Understanding Message Passing in GNNs
I have written about graph neural networks (GNNs) a lot, but one thing I am still trying to understand is how message passing works when you add neural networks to the mix. Message passing, put simply, refers to sharing information between nodes in a graph along the edges that connect them. I first encountered it in discussions about variable elimination for performing inference on a probabilistic graphical model (PGM)  we will demystify that sentence below  but I still wanted to make the connection for myself between doing this analytically on a small graph to doing it computationally with a much larger graph and using neural networks. Let’s dive in!
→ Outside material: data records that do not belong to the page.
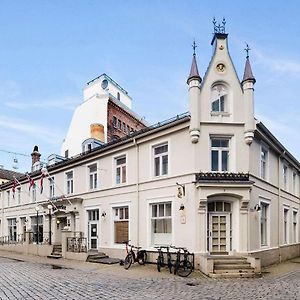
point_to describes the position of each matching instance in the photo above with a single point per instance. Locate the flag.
(30, 181)
(44, 173)
(15, 184)
(42, 182)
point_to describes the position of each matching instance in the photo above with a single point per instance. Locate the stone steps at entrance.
(56, 251)
(102, 258)
(232, 267)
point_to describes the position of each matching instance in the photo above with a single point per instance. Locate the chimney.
(35, 155)
(97, 132)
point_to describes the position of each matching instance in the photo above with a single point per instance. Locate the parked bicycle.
(160, 262)
(182, 267)
(140, 256)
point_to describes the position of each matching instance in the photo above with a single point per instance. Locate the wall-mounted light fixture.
(257, 207)
(180, 190)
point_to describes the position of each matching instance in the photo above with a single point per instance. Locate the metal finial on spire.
(219, 28)
(194, 46)
(247, 49)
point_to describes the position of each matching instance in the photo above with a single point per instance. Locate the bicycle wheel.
(158, 263)
(170, 264)
(142, 257)
(185, 268)
(127, 261)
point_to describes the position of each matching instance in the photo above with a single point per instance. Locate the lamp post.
(37, 223)
(50, 217)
Graphical Models Can Only Do 2 Things
Well, okay, I mean, maybe they can do lots of things but we can broadly categorize the tasks that you can perform with graphical models into two tasks: learning and inference. Learning refers to finding the graphical model, \(M\), given some data, \(\mathcal{D}\). Conversely, inference refers to calculating a probability \(P_M(X  Y)\) using the model \(M\) [2]. Message passing, the star of today’s blog post, emerges as a technique for performing inference.
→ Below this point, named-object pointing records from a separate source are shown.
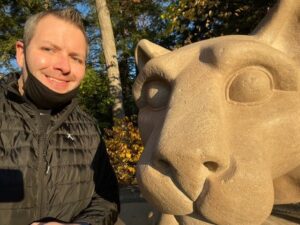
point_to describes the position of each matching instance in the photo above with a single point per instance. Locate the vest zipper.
(44, 163)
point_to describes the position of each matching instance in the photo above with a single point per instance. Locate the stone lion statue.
(220, 121)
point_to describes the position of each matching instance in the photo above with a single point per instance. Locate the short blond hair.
(69, 15)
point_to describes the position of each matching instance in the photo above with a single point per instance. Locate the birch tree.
(110, 53)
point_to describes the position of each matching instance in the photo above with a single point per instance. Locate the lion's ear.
(147, 50)
(281, 28)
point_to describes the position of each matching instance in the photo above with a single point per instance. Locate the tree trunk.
(47, 4)
(110, 53)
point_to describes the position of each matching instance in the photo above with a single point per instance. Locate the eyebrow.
(73, 54)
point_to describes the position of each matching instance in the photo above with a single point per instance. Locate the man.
(54, 168)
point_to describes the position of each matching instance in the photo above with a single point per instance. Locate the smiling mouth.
(52, 79)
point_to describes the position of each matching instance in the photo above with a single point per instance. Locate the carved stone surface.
(220, 121)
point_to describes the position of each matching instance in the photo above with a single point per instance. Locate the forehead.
(59, 31)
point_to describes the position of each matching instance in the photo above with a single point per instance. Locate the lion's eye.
(157, 93)
(249, 85)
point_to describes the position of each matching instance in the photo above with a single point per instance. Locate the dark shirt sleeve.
(104, 206)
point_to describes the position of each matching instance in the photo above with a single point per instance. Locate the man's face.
(55, 55)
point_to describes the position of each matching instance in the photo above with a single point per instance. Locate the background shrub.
(124, 147)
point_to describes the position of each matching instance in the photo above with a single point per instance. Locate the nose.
(62, 63)
(192, 145)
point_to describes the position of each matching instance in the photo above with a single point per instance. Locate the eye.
(250, 84)
(157, 93)
(47, 49)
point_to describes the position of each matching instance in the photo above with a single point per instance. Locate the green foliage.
(95, 98)
(124, 147)
(191, 21)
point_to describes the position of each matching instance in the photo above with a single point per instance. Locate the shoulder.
(85, 119)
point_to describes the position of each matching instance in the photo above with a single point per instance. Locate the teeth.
(55, 80)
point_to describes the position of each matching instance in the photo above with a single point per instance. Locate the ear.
(147, 50)
(20, 53)
(281, 28)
Let’s pause and review the basics of probability and what kinds of probabilistic inference we can perform. There are two forms that we commonly try to solve with PGMs: marginal inference and maximum a posteriori (MAP) inference [3]. Marginal probability asks what the probability of observing a single random variable is, given any outcome for the other random variables. In other words, we sum over all of the other random variables in the model except for the ones we’re interested in.*1 We can write this as [3]:
\[P(y = 1) = \sum_{x_1} \sum_{x_2} … \sum_{x_n} p(y = 1, x_1, x_2, …, x_n)\]Alternatively, the MAP inference asks what is the most likely value for all the random variables in our model [3]:
\[\max_{x_1, …, x_n} p(y = 1, x_1, … , x_n)\]So inference involves calculating some probability given the model that we have. As we’ll see below, this is very straightforward if the model is small  in this case, we can compute the exact inference value for our model. However, if the model is much larger and more complex, then we may find that calculating either of these forms of inference becomes intractable. In that case, we must turn to using various algorithms for approximate inference since the exact value is NPhard [3]. In this post, we’ll confine ourselves to discussing exact inference because that is all we need to understand to get to message passing, but I wanted to mention this here so that we were aware there are other approaches for when graphs get larger.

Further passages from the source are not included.